Some of the golden state varietal wines– specifically the “far better” vintages from years where climatic conditions were outstanding– age remarkably well or perhaps benefit from growing old. However, it’s perfectly fine to drink California wines without waiting for them to “come around.” This is true for the vast majority of wines from the Golden State.
Generally speaking, California red wines age much better than California whites. The following describes how well the six major California varietal wines hold up with time:
- Cabernet Sauvignon: Cabernet Sauvignon and also Cabernet blends are definitely California’s longest-lived wines, by a wide margin. Even many California Cabernets from the 1940s, 1950s, and 1960s are mostly still great to drink. But of course, not every California Cabernet will age well; only certain wines from the better vintages can stand the test of time.
- Zinfandel: Red Zinfandels definitely age well; many 30-year-old Zinfandels are delicious. But Zinfandel does lose its characteristic berry-like flavor with time and in fact comes to resemble Cabernet Sauvignon. If you like the preference of young Zinfandel, you should most likely drink your Zinfandels within 15 years.
- Red wine: Few America Merlots have actually been about long; before 1985, most winemakers used Merlot mainly as a blending wine. Generally, California Merlots are ready to drink sooner compared to California Cabernets; they’re often softer, fruitier, as well as less tannic than Cabernets. Some believe that the majority of Merlots will certainly not age as long as Cabernets and go to their ideal within the first 12 to 15 years.
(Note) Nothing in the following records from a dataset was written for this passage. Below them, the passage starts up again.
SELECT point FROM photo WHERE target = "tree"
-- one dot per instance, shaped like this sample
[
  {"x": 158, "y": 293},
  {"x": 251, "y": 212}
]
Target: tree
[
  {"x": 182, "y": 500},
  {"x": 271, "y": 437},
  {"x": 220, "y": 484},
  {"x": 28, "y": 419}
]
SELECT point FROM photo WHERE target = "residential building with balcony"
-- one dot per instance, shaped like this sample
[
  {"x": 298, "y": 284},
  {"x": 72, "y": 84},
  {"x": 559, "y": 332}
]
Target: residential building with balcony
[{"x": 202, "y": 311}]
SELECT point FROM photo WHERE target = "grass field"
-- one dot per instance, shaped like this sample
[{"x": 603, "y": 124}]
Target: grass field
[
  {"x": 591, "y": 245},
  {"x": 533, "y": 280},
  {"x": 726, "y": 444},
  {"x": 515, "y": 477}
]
- Pinot Noir: Generally speaking, Pinot Noir wines from a fairly low-tannin variety don’t age as long as Cabernet Sauvignons. To be on the safe side, you could prefer to drink California Pinots that are less than 10 years aged to ensure that all the wonderful, fresh aromas and flavors inherent in this variety are still at their peak.
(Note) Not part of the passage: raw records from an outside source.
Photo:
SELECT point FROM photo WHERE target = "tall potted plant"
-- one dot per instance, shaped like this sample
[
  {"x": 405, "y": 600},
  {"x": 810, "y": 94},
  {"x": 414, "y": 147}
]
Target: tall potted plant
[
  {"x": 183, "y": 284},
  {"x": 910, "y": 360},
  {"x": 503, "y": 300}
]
- Chardonnay: A few of the very best California Chardonnays can age and even improve with up to 15 years of aging– the likes of Hanzell, Long Vineyards, Mount Eden, Matanzas Creek, and Stony Hill, for instance. Yet generally speaking, California Chardonnays more than 10 years old can be disappointing. Consequently, you may desire to drink Chardonnays within 10 years of the vintage– with the exception of those couple of Chardonnays that have a proven track record for aging.
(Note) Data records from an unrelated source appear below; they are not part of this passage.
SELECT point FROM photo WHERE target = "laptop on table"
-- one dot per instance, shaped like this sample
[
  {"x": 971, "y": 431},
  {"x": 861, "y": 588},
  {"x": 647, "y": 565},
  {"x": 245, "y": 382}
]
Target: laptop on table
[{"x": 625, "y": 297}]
- Sauvignon Blanc: California Sauvignon Blancs essentially are best when they’re young and fresh; most will not age well or improve after 5 or 6 years. Of course, there are exceptions: Robert Mondavi’s very limited-production “I-Block” To Kalon Vineyard Fuma Blanc– from a vineyard planted in 1945, the oldest Sauvignon Blanc vineyard in the U.S.– could most likely age for decades. Mayacamas Vineyards likewise makes a long-lived Sauvignon Blanc.